Inflation is not merely rising prices. Prices rise (and fall) for lots of good free market reasons related to supply and demand. The disease of inflation results in rising prices, too, but it reflects not the increasing value of a good or service, but rather the decreasing value of each dollar used to pay for that good or service. Specifically, inflation is the result of the bastardization of the currency due to irresponsible printing of money.
CEO’s are not stupid and don’t believe the official inflation numbers. CEO’s don’t invest where the currency is being bastardized. CEO’s don’t grow the business where growth is being punished by regulators and bureaucrats. Global firms can invest and grow elsewhere in the world, but it’s entrepreneurship in the US that really flounders. Smaller domestic companies just aren’t started, or deliberately remain small.
Because of currency manipulation, bastardized statistics and ‘blood letting’ regulation, we are stricken with weak investment and low growth of GDP and payrolls.

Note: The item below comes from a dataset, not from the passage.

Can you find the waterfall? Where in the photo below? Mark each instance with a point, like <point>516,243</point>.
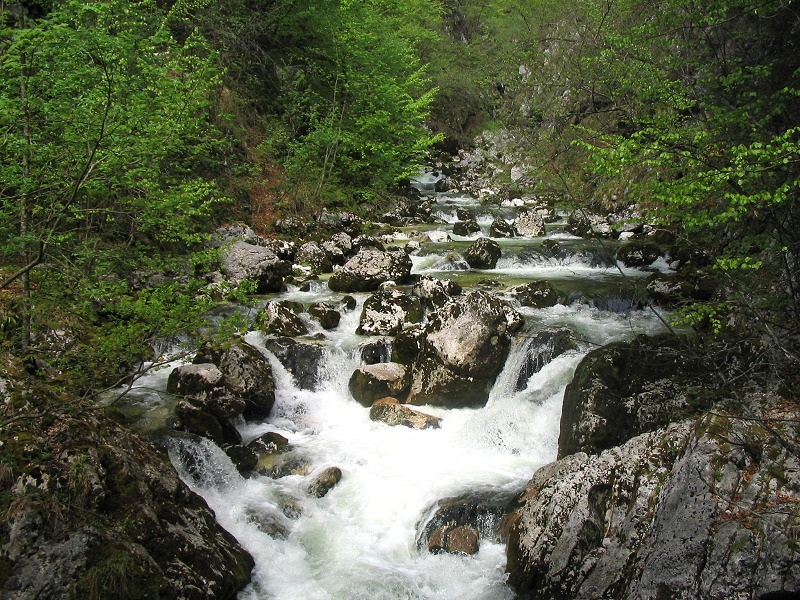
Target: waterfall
<point>360,540</point>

It really is just that straightforward.
From Robert Samuelson in The Washington Post, Interest rates and the Fed’s great ‘slack’ debate:
Is it time to consider raising rates to preempt higher inflation? The answer depends heavily on the economy’s slack: its capacity to increase production without triggering price pressures. Although economists are arguing furiously over this, there’s no scientific way to measure slack. Economic policymaking is often an exercise in educated guesswork, built on imperfect statistics, shaky assumptions, incomplete theories and political preferences. This is an instructive case in point.
“Slack” is economics jargon for spare capacity. It means unemployed workers, idle factories, vacant offices and empty stores. Its significance is obvious. If there’s a lot of slack, inflation shouldn’t be a problem. Companies and workers will compete for sales and jobs by holding down prices and wages. By contrast, if there’s little or no slack, government efforts to stimulate the economy through low interest rates or budget deficits may backfire. Excess demand will raise wages and prices. (There are some exceptions to these maxims.)
Samuelson is correct, but I think slack is even harder to measure than he asserts. Our productive capacity is far more than the capacity of buildings and equipment and their potential output. It is the potential of the human mind to find new ways to cut costs, turn luxuries into necessities, and create new luxuries. What happens to demand and output when electric cars like the Tesla reduce our fuel expense from $400 a month in gasoline to $25 a month worth of electricity?
The real cost of our poor fiscal policy is not merely high unemployment, malinvestment, and low investment, but the cap it places on human potential. The ‘slack’ here may be staggering.